Doch um Wahrheiten jenseits seiner eigenen, notdürftig zusammengezimmerten, geht es Biller nicht; was sich an Gegenbelegen auf dem von ihm mit aller Brachialrhetorik gebahnten Weg zeigt, wird im Wortsinn über-gangen: Die Kriege der USA in Vietnam und Korea, der Rassismus im Land (der momentan wieder überkocht), die schreiende soziale Ungerechtigkeit, der Krieg im Irak – mit Lügen begonnen, im Chaos beendet –, Guantánamo, Abu Ghraib, die vom Staat angeordnete Folter, die absolute Herrschaft des Geldes in der Medienlandschaft, der daraus resultierende Populismus – alles beerdigt unter der Trias aus „Vielfalt, Liberalität und absoluter Meinungsfreiheit“. Eigentlich sollte die Feststellung derartiger Verfehlungen und Verbrechen nicht mit einer Verteufelung der USA verwechselt werden, ebenso wenig wie das Erinnern an die Leistungen der 68er mit deren Verherrlichung. Eden und Mordor existieren nur in Fantasy-Büchern; wenn Biller sie als real verkündet, ist dies nichts anderes als ideologisches Gewäsch.

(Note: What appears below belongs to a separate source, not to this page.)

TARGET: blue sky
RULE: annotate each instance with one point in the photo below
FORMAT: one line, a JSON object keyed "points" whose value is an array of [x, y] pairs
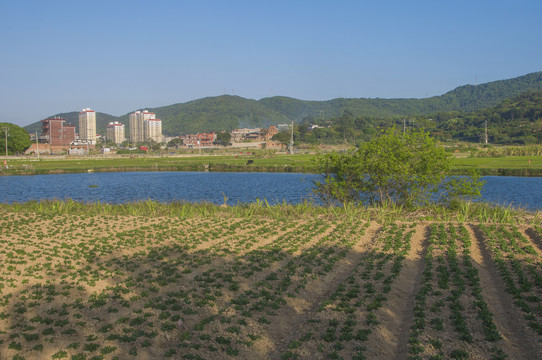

Dass es Biller nicht um das Abwägen von Argumenten geht, sondern um deren Sichtbarkeit, offenbart das verräterische Wort „ungelesen“, das gleich zwei Mal in seinem Text auftaucht. Er argumentiert nicht gegen Gedanken, die sich bei Marx und in den Bänden der edition suhrkamp finden, sondern wirft den alten und ‚neuen‘ Linken vor, sie hätten ohnehin nie in diesen Büchern gelesen. Die Möglichkeit, dass durchaus Brauchbares in diesen Texten zu finden sein könnte, lässt Biller folglich offen. Nicht begrifflich scharfe Kapitalismuskritik, deren Großmeister bis heute Karl Marx heißt, ist sein Gegner, sondern das Ephemere der Teil- und Kurzzeitlinken, deren schwächliche Etikettierungen „links“ und „marxistisch“ in der Regel die nächste Modewelle nicht überstehen. Biller inszeniert sich als mutige Gegenstimme zum Mitte-Links-Mainstream, tatsächlich kämpft er den Kampf eines Feiglings gegen diejenigen, die weder das Rüstzeug noch das Interesse haben, sich zu wehren.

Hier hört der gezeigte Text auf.